ところで、乱馬と言えば、アクロバティックな蹴り技、というイメージを僕は勝手に持っているのですが、僕自身にそういう系統の格闘技の経験が無いので、中々にイメージが掴めませんでした。また、作中でオリジナルキャラクターの「削夜」の使う技は、ほぼ実在の物ですが、文章で技を描くというのが、これまた難しい・・。長々と解説を入れるのも興ざめですし。使い馴染んだ技ばかりのはずなのですが・・。
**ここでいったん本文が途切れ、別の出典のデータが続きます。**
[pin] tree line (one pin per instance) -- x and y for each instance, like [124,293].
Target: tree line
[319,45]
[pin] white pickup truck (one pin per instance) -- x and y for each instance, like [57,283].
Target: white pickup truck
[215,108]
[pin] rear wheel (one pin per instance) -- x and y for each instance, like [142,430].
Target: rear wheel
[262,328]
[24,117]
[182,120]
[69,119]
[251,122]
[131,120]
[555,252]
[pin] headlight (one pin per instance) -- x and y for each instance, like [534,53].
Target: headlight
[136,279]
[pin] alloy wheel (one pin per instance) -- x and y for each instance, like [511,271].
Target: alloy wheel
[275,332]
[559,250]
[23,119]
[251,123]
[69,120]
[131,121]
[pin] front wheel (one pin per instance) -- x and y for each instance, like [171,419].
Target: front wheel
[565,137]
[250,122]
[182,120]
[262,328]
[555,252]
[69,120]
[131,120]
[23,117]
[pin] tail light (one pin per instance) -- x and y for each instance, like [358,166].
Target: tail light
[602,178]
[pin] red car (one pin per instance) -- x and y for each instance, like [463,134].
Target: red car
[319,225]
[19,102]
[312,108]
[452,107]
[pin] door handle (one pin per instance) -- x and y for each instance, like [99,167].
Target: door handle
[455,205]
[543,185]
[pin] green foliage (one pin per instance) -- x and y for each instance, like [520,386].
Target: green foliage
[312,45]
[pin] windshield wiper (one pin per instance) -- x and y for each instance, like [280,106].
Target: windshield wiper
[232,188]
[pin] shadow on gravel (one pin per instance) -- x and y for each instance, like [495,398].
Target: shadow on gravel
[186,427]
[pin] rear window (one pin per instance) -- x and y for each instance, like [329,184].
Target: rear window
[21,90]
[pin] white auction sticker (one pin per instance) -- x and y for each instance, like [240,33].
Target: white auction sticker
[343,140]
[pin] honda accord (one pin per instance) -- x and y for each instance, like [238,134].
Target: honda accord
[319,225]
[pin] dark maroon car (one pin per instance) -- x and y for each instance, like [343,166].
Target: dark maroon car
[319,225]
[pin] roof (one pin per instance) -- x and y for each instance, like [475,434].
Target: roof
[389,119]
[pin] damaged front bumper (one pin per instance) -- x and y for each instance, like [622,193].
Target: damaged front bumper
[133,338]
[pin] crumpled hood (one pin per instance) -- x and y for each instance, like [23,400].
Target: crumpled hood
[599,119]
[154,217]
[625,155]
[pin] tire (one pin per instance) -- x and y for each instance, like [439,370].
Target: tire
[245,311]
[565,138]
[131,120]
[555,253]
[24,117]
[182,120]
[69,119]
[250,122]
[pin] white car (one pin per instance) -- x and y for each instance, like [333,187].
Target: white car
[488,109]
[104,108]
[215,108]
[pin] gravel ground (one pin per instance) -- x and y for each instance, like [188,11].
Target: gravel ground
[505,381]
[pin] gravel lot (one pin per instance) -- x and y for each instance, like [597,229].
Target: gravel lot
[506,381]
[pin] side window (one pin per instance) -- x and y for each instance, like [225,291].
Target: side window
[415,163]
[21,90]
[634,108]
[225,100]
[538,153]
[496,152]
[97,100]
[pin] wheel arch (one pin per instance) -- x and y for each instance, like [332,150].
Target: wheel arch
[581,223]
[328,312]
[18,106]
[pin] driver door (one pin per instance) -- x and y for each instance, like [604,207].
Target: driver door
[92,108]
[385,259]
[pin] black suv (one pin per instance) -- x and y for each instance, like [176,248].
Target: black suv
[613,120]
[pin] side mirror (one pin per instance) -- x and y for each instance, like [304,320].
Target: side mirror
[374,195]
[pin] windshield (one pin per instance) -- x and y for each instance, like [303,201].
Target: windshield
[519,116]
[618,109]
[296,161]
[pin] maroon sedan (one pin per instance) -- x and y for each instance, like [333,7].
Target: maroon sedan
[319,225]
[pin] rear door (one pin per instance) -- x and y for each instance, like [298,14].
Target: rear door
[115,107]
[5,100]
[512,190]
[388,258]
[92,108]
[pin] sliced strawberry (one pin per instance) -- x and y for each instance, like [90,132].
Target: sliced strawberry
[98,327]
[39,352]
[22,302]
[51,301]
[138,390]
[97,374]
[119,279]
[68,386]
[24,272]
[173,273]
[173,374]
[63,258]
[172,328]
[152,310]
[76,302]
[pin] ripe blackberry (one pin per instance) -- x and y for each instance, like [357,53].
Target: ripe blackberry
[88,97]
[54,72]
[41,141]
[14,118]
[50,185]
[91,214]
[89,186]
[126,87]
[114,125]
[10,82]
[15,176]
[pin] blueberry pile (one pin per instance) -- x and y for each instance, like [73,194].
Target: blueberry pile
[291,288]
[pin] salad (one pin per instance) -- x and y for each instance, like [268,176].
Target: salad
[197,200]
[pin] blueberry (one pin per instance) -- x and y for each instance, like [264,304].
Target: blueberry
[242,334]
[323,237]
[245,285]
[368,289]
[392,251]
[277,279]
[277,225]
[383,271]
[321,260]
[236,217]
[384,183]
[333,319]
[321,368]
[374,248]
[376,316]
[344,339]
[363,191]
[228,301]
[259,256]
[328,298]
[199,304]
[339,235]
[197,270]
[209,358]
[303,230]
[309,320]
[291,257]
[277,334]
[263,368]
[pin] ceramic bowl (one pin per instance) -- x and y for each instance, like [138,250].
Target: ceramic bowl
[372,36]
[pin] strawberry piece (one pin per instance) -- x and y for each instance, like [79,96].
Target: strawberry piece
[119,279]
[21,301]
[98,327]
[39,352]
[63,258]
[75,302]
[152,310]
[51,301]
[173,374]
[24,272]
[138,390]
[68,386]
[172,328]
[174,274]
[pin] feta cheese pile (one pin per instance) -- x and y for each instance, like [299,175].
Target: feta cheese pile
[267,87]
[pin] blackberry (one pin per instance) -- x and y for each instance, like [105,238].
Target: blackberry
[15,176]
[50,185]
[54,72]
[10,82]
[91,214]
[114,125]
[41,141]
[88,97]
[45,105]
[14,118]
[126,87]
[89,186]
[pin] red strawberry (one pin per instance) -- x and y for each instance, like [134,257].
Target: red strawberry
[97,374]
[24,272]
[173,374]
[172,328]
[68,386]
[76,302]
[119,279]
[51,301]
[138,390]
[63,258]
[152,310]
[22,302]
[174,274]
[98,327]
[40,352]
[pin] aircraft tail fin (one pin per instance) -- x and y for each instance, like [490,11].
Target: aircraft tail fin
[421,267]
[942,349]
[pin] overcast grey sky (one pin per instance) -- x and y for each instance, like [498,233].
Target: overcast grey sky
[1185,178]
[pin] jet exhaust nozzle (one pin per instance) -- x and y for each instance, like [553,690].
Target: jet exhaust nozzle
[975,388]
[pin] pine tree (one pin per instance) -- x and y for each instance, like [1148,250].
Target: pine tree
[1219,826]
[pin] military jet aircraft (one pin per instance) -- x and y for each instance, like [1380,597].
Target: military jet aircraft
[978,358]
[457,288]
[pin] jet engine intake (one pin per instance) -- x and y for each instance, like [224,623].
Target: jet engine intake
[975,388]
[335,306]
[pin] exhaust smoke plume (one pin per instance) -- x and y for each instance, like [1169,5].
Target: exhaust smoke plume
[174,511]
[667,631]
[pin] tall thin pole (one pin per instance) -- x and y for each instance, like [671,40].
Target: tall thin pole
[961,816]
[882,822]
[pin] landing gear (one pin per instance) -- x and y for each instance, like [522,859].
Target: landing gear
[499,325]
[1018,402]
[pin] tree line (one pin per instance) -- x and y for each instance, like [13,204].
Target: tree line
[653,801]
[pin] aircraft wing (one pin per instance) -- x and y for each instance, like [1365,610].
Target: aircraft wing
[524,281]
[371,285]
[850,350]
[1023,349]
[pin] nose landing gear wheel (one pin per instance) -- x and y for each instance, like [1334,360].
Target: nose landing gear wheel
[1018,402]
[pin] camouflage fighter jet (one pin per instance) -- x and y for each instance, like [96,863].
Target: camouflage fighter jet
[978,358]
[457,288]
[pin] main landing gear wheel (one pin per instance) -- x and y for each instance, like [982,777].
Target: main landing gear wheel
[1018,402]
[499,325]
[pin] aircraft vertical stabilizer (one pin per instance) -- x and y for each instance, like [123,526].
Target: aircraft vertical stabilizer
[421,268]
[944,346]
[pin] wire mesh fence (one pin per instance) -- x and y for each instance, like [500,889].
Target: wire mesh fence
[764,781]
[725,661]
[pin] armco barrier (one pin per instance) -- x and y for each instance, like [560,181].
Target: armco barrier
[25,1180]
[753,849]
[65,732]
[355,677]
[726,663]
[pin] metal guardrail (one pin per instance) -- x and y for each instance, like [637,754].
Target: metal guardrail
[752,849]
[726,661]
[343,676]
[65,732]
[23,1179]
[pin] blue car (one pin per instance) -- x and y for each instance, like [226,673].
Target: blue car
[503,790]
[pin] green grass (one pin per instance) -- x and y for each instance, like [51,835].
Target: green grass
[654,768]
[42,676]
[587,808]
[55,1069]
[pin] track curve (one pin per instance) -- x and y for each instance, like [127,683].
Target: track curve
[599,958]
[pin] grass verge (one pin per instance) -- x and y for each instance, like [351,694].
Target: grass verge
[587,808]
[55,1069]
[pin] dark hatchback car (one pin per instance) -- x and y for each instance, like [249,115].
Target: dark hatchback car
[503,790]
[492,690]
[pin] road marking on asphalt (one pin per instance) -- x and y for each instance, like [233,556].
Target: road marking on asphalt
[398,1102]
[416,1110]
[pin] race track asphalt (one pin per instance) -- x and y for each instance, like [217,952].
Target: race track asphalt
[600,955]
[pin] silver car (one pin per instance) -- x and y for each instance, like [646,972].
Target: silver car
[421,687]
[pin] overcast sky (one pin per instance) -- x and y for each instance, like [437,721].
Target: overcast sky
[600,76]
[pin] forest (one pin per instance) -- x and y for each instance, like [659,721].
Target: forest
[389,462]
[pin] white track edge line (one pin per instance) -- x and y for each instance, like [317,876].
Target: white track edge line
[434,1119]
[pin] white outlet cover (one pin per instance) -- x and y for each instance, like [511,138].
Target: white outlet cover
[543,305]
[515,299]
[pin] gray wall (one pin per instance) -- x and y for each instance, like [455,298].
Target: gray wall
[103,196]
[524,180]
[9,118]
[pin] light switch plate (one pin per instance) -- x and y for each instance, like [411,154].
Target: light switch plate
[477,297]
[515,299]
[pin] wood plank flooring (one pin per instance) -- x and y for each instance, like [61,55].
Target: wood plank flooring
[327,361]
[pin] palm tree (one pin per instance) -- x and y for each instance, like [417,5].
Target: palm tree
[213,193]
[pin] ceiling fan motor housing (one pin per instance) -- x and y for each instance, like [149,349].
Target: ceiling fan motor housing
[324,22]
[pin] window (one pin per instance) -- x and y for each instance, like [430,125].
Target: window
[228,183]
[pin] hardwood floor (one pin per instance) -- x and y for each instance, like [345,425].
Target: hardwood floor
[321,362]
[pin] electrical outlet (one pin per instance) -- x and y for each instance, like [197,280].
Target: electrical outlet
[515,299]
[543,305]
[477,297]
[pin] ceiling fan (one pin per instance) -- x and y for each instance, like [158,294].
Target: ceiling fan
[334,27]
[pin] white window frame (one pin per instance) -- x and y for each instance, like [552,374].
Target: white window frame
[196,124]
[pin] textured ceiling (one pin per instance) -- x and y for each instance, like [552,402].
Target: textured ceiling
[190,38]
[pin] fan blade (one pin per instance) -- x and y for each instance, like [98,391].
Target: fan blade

多分、技の全体像はまるで伝わっていないとは思いますが、イメージで補ってやってください。



 めでたく投稿完了です!!
 作品が止まっていたので、心配してました・・・長らくお体を壊されていたということですが、大丈夫でしょうか?
 ケイさまは柔道をされていらっしゃるというので、格闘技の臨場感は、ただ文章テクニックやイメージのみで捉えている私などとは違い、迫ってくるものがあります。
 乱馬がそこに居て闘っているような。乱馬君の闘いなら観戦してみたい気がします。